In her 1993 novel Poet and Dancer, India as a locale is altogether absent, and the presence of an Indian mother and son is too peripheral to the main narrative to bring the spirit of the place into the work. And so in some ways Poet and Dancer marks the greatest single shift in Jhabvala's career as a novelist. In other ways, though, there is still common ground between this work and her earlier fiction. At the heart of this novel is an exploration of the dichotomy between good and evil—played out through the destructive relationship between Angel and her cousin Lara, whose love Angel obsessively pursues—that is reminiscent of the destructive relationships between the many seekers and bogus gurus found in her earlier work.

Maintaining the shift away from India begun with In Search of Love and Beauty, India as a literal landscape exists only in the recollections of a few characters in 1995 novel, Shards of Memory, where the principal settings are again New York and London (specifically the limited geographical locations of Manhattan and Hampstead). Yet in other ways, India, like continental Europe, pervades the very core of this novel, and is literally in the blood of the Kopf family.
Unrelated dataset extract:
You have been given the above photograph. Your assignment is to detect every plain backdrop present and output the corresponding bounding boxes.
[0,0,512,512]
Shards of Memory is intrinsically a family saga, concerned with four generations of the Kopf and Keller families and their involvement with "the Master"—the latest in a long line of such spiritual leaders to appear in Jhabvala's fiction. Here, though, the question of whether or not the Master is a charlatan is of less consequence than it is in earlier novels and stories. Instead, Jhabvala's focus is entirely on the bonds of family.

The oriental and occidental locations that characterize the two major phases of her novel writing career are effectively juxtaposed in her 1998 collection of short stories, East into Upper East, which carries the Kiplingesque subtitle, Plain Tales from New York and New Delhi. Six of the stories in this robust collection are set in New Delhi, a further seven in New York's Upper East Side. The final story, "Two Muses," the only exception to the two-town pattern promulgated in the title, deals with the German-Jewish community in North-West London between 1939 and 1951. Its only companion in Jhabvala's writing is "A Birthday in London," included in her first collection of short stories, Like Birds, Like Fishes, almost 40 years ago.

Ruth Prawer Jhabvala's reputation as a writer of fiction has been built around her Indian novels, particularly the Booker prize-winning Heat and Dust. Her later novels show that she can write equally well about America and Europe, and suggest that she is an international writer who deserves to be numbered amongst the best novelists writing in English today.